書家の金澤翔子さんが読者のために揮毫した令和初、新年の一字は「和」と伝えるJFの画面
書家の金澤翔子さんが読者のために揮毫した令和初、新年の一字は「和」と伝えるJFの画面

 ‘Wa’-Harmony-is Shoko Kanazawa’s 1st Reiwa New Year Kanji for JAPAN Forward Readers

 (令和初「新年の一字」は「和」 書家の金澤翔子さんが揮毫)

 令和2(2020)年は日本と世界にとってどんな一年になるのか-。年明け早々、米国とイランによるミサイルの応酬で、中東情勢は一気に緊張。新年は、対立と憎悪が渦巻く険悪な幕開けとなった。

 年の瀬に海外逃亡した日産自動車の前会長、カルロス・ゴーン被告は、レバノンでの先の記者会見で日本を徹底的に非難する情報戦争に打って出た。

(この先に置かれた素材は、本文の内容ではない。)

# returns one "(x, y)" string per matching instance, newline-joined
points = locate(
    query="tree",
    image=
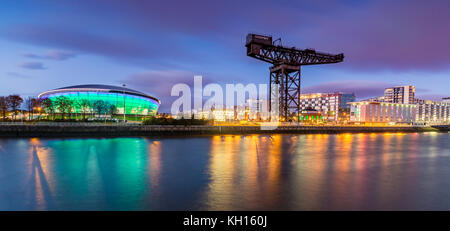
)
(4, 106)
(49, 106)
(64, 105)
(14, 102)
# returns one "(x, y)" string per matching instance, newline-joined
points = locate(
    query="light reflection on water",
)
(392, 171)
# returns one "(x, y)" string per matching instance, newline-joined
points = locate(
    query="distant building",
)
(381, 113)
(399, 94)
(375, 99)
(257, 109)
(310, 116)
(328, 104)
(446, 100)
(429, 111)
(220, 115)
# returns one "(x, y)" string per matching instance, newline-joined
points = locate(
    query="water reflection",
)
(391, 171)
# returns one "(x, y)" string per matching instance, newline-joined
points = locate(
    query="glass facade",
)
(134, 104)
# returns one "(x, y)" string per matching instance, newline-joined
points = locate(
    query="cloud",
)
(53, 55)
(404, 34)
(73, 39)
(15, 74)
(362, 89)
(32, 65)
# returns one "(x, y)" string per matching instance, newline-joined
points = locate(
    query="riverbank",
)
(118, 130)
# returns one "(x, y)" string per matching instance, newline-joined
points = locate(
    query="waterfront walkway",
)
(107, 130)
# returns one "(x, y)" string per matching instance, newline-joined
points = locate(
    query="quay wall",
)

一方、人権を蹂躙(じゅうりん)する覇権国家・中国や北朝鮮といった一党独裁国家は、核とミサイルを盾に自らの生き残りと影響力拡大を図る危ういゲームを展開する。

 日本は、そんな魑魅魍魎(ちみもうりょう)とした世界で、何ができるのだろうか。

 英語ニュース・オピニオンサイト「JAPAN Forward」(JF)は元旦、令和になって初めてとなる「新年の一字」を掲載した。上の英文(日本語訳)は、その記事の見出しである。

 ダウン症の書家、金澤翔子さん(34)がJFの読者のために揮毫(きごう)したのは「和」だった。その一字には、写真からも分かるように強い力がみなぎっている。「和」は決して静かなメッセージではない。

 動画には、巨大な筆を手にした翔子さんが揮毫の途中、「龍が出ました!」と声を発する場面が登場する。実際に、龍に似た小さな模様が「和」の文字の中にいくつも出現していた。力強さは、そんな細部にも宿っていた。

 大陸から仏教文化を導入した聖徳太子の十七条憲法第一条には、「和を以て貴しとなす」とある。日本人は、異なる価値観が対立する世界で、1400年以上前から「和」によって新しい価値観を生み出そうと努力してきたのだ。